Yep. "Oh grok is being too woke" gets musk to comment that they'll fix it right away. But turn every woman on the platform into a sex object to be the target of humiliation? That's just good fun apparently.


And when it's CSAM suddenly they "only provide the tool", no responsibility for the output.


I even think that the discussion focusing on csam risks missing critical stuff. If musk manages to make this story exclusively about child porn and gets to declare victory after taking basic steps to address that without addressing the broader problem of the revenge porn button then we are still in a nightmare world.

Women should be able to exist in public without having to constantly have porn made of their likeness and distributed right next to their activity.

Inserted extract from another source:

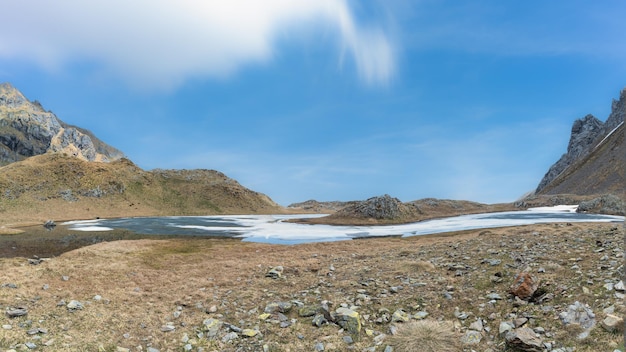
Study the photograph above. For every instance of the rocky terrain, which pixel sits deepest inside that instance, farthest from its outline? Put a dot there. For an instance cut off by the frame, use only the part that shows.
(595, 161)
(61, 187)
(26, 129)
(552, 287)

Exactly this, it's an issue of patriarchy age the domination of women and children. CSAM is far too narrow.


What does that have to do with what I said?


If censoring Grok output means legal liability (your question), then the legal liability is there anyway already.


But that’s not my question/proposition of their position.

I replied to:

> They don’t seem to have taken even the most basic step of telling Grok not to do it via system prompt.

“It” being “generating CSAM”.

I was not attempting to comment on some random censorship debate,

but instead: that CSAM is a pretty specific thing.

With pretty specific legal liabilities, dependent on region!


Directed negligence isn't much better, especially morally.


You always have liability. If you put something there you tell the court that you see the problem and are trying to prevent it. It often becomes easier to get out of liability if you can show the courts you did your best to prevent this. Courts don't like it when someone is blatantly unaware of things - ignorance is not a defense if "a reasonable person" would be aware of it. If this was the first AI in 2022 you could say "we never thought about that" and maybe get by, but by 2025 you need to tell the court "we are aware of the issue, and here is why we think we had reasonable protections that the user got around".

See a lawyer for legal details of course.